Crane spent two years playing every underground event she could get on, often for little or no pay, building relationships with promoters, other artists, and the core crowd that shows up to these parties religiously. She documented those experiences on Instagram — not with polished promotional content, but with grainy, authentic footage that captured the energy of the spaces she was playing.
"The underground crowd can smell inauthenticity immediately," she says. "If your Instagram looks like a press kit, they're not interested. If it looks like you actually live in this world, they're in."
By the time Crane released her debut record on a respected Chicago independent label in late 2024, she already had a built-in audience across six cities. The label relationship, when it finally came, was a collaboration between equals rather than an artist-signing dynamic. She retained her masters.
The lesson: Community-first careers are slower but stickier. Authenticity within a specific subculture compounds over time into real cultural capital — and eventually, real leverage.
What These Stories Have in Common
Three artists, three cities, three completely different strategies. But zoom out and the shared architecture becomes clear.
None of them waited for permission. None of them chased mainstream validation before establishing a foundation. All three treated their earliest audiences — however small — as genuinely important relationships rather than stepping stones. And all three were ruthlessly consistent, showing up week after week long before the numbers justified the effort.

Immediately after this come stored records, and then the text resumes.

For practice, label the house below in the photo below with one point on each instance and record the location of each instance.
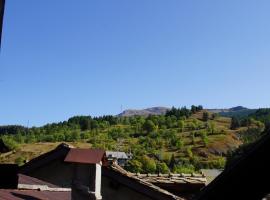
(62, 174)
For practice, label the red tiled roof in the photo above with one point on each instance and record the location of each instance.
(33, 194)
(86, 156)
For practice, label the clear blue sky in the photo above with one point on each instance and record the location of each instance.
(61, 58)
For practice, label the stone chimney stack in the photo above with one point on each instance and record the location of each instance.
(87, 166)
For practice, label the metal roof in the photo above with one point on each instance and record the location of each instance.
(2, 6)
(85, 156)
(117, 154)
(28, 180)
(33, 194)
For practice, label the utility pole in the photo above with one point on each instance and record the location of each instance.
(2, 8)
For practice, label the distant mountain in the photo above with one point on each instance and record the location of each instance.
(144, 112)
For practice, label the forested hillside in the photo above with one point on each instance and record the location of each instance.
(182, 140)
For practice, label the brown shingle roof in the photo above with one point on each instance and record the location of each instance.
(86, 156)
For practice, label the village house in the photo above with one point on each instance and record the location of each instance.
(121, 158)
(70, 173)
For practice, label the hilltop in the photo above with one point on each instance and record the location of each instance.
(144, 112)
(181, 140)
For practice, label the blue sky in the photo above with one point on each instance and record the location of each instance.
(63, 58)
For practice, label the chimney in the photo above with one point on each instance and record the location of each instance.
(86, 182)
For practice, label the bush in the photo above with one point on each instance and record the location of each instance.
(20, 160)
(134, 166)
(10, 143)
(149, 165)
(188, 169)
(162, 168)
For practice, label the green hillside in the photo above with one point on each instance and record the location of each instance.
(182, 140)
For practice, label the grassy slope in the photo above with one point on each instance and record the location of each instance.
(218, 144)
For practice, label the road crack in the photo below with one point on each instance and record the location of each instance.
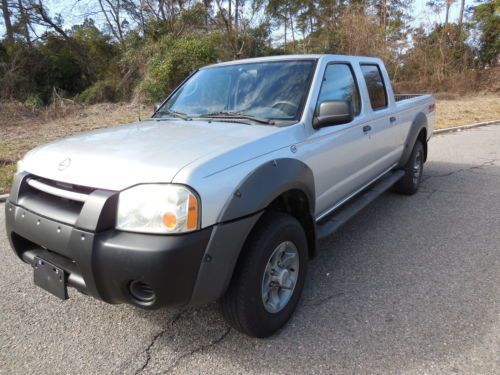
(199, 349)
(155, 338)
(489, 162)
(323, 300)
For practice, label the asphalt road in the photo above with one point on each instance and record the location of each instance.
(409, 286)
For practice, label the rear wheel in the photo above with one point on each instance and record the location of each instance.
(414, 168)
(269, 278)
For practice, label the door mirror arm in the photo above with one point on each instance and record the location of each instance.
(333, 112)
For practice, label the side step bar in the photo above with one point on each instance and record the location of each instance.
(336, 219)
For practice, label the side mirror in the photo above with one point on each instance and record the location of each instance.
(333, 112)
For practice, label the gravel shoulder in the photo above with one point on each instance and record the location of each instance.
(409, 286)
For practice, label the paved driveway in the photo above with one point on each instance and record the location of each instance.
(411, 285)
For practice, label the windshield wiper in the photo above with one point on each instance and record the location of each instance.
(178, 114)
(237, 115)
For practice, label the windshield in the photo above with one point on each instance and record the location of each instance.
(266, 90)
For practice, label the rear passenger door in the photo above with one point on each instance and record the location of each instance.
(384, 132)
(339, 155)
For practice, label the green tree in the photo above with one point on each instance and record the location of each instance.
(487, 18)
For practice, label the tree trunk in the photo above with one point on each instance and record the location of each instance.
(9, 31)
(236, 11)
(447, 15)
(461, 16)
(24, 20)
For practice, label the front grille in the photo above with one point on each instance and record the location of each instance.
(52, 199)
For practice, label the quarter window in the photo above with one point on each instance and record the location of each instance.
(339, 84)
(375, 85)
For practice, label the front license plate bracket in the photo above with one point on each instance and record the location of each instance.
(50, 277)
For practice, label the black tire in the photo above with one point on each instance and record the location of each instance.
(410, 182)
(243, 306)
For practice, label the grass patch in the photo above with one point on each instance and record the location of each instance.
(6, 176)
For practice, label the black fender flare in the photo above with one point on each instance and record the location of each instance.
(239, 216)
(265, 184)
(419, 123)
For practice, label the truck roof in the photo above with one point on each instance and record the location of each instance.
(348, 58)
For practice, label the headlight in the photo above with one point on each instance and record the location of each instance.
(155, 208)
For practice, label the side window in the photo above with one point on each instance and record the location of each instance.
(375, 85)
(339, 84)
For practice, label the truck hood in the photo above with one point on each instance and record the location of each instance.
(148, 151)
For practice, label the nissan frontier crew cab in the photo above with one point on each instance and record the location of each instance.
(223, 193)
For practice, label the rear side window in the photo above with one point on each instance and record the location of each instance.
(375, 85)
(339, 84)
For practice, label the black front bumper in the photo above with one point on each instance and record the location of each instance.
(99, 260)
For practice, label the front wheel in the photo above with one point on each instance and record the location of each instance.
(414, 168)
(269, 278)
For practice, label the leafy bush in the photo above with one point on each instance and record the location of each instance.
(101, 91)
(175, 58)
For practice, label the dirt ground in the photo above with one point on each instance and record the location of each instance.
(466, 110)
(22, 128)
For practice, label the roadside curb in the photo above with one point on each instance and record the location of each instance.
(464, 127)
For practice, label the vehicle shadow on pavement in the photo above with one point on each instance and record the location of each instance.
(404, 285)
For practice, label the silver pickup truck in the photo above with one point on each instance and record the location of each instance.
(223, 193)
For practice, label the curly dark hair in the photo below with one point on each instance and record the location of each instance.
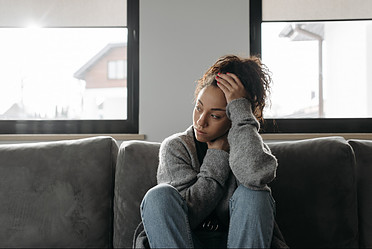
(254, 75)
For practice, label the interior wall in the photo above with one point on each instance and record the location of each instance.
(179, 41)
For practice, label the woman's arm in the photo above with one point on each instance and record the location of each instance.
(251, 160)
(201, 190)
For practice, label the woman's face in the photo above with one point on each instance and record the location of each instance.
(209, 117)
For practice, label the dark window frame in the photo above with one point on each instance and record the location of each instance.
(130, 125)
(306, 125)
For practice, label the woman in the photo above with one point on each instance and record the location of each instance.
(213, 177)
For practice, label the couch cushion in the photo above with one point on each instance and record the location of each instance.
(315, 193)
(363, 154)
(57, 194)
(135, 174)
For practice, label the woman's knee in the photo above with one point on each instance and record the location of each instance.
(160, 196)
(256, 201)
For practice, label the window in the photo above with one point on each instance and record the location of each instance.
(116, 70)
(320, 66)
(69, 75)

The music industry in 2025 is genuinely fractured — streaming payouts are still a mess, the festival circuit is increasingly consolidating around a handful of major players, and the algorithm-driven attention economy is exhausting in ways that are hard to overstate. None of that is going away.
But the same fragmentation that makes the old paths harder has also made new paths possible. The tools to record, distribute, stream, and promote music are more accessible than they've ever been. The communities — online and physical — are there, waiting to connect around sounds they love.
The blueprint exists. It just looks different for every artist who writes it.
And honestly? That's kind of the whole point.